Wednesday, October 6, 2010

Black Bean Pumpkin Soup and Rustic White Bread

When the pumpkin was done roasting and being pureed I checked the time and decided that it was a little too early to start the soup.  Since homemade bread alongside homemade soup is a wonderful end to working outside on a chilly, drizzly day, and since I had plenty of time for it to rise before dinner, I decided to make some.  I chose this really easy looking recipe (it only has four ingredients) that I had marked ages ago from Smitten Kitchen's site.

It was as easy as it had looked.  Of course I still made adaptations, which I have a habit of doing.  I always have good intentions when I'm making a recipe for the first time.  When I start out I plan on following the measurements and instructions to the letter, and I nearly always end up modifying it somehow.  It seems that I can't help myself.  For this recipe I changed the method a bit (see Smitten Kitchen's site for the original version).

While the bread dough was rising, I started making the soup.  It was still a bit early but the Storm Sprite was sleeping, and when soup simmers gently on the stove for a while it allows the flavors to mingle even more.  I'm not sure where I originally saw this recipe, I do know that I've had it for a while.  This is another one that I modified as I went (it's a curse! I can't help it!).

When I think of pumpkins I never think of savory things.  My thoughts immediately jump instead to pies and breads and puddings and ice creams.  I am going to have to change this habit now, because this soup was delicious.  We all enjoyed it, even Little Man.  His bowl had frozen corn thrown in to help cool it off, and I may just add corn to the ingredient list next time.  It added visual appeal and I believe it would go nicely with the other elements of the soup.

Black Bean Pumpkin Soup
2 15 1/2 ounce cans black beans
1 cup crushed tomatoes
1 1/4 cups chopped onion
4 garlic cloves minced
1 tablespoon ground cumin
1 teaspoon salt
1/2 teaspoon freshly ground black pepper
1/2 stick (1/4 cup) unsalted butter
2 cups beef broth
3 cups pumpkin puree
1/2 pound cooked ham cut into 1/8-inch dice
Garnish: sour cream and coarsely chopped lightly toasted pumpkin seeds (optional)
InstructionsIn a food processor coarsely puree beans with the tomatoes.
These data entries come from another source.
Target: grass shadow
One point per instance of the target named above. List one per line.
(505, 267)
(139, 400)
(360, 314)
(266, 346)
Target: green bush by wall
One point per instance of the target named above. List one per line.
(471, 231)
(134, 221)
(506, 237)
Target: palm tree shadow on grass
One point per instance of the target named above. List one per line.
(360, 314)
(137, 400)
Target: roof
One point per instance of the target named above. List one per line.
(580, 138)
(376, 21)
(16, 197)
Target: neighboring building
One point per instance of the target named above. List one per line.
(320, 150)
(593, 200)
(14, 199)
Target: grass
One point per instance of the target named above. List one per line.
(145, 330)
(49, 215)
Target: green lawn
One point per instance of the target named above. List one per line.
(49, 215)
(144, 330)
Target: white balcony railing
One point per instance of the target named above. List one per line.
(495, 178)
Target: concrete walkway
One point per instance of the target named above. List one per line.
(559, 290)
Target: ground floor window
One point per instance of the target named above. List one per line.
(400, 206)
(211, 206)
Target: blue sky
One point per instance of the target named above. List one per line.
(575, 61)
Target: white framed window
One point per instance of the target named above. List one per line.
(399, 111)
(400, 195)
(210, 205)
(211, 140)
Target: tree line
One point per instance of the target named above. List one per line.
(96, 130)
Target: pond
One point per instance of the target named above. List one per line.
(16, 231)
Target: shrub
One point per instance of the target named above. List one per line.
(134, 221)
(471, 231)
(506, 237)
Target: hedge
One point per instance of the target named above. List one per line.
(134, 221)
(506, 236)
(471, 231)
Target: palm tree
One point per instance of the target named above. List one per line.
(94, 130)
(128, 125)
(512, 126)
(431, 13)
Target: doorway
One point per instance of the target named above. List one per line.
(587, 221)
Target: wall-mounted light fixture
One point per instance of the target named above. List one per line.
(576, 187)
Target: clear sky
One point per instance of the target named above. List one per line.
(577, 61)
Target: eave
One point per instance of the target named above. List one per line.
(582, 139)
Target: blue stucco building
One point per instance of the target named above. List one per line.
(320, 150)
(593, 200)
In a large pot, cook onion, garlic, cumin, salt, and pepper in butter over medium heat, stirring, until onion is softened and beginning to brown. Stir in bean and tomato puree. Stir in broth and pumpkin.  Simmer uncovered and stirring occasionally for 25 minutes, or until thick enough to coat the back of a spoon.

Just before serving, add ham, stirring until heated through. Season soup with salt and pepper.

Serve soup garnished with sour cream and toasted pumpkin seeds.

Rustic White Bread
2 cups warm tap water about 110 degrees
2 1/2 teaspoons (1 envelope) active dry yeast
5 1/4 to 5 1/2 cups unbleached all-purpose flour
3 teaspoons salt
1/3 cup flour for dusting the loaves
Cornmeal for the pans
 InstructionsTo mix dough place 5 1/4 cups of flour and the salt in the bowl of a mixer fitted with a dough hook. Add water and yeast and mix on low speed to form a smooth, elastic and slightly sticky dough, about 5 minutes. Incorporate the remaining flour a tablespoon at time if the dough is too soft.

Place dough in an oiled bowl, turning dough over so the top is oiled. Cover the bowl with plastic wrap and allow dough to rise at room temperature until doubled. 

To shape loaves, press the dough down to deflate it. Divide the dough in half, shaping one piece at a time. Place half the dough on a well floured surface and press it into a square, then roll it up tightly. Rotate the dough 90° and roll it up again from the short end. Arrange dough seam side down, cover with plastic or a towel and let it rest of 5 minutes. Repeat with remaining piece of dough.
Dust pan with cornmeal. Working from the middle of the loaf outward, roll each piece of dough under your palms until it is the desired length.  Place loaves seam side down on cookie sheets and dust each loaf heavily with flour, using about 1/3 cup in all. Cover with plastic or a towel and allow to rise until doubled.
Preheat oven to 500° and set racks at the middle and lowest levels. Set a pan on the lowest rack to absorb some of the excess bottom heat and keep the bottom of the loaves from burning.

Right before placing the loafs in the oven, use a very sharp knife to make 3 to 4 diagonal slashes in the top of each loaf.  Immediately place loaves in oven and lower temperature 450°.
After loaves have baked for 20 minutes lower temperature to 350° and continue baking 20 - 30 minutes longer, or until bread reaches an internal temperature of about 220°. Remove loaves from oven and cool on a rack.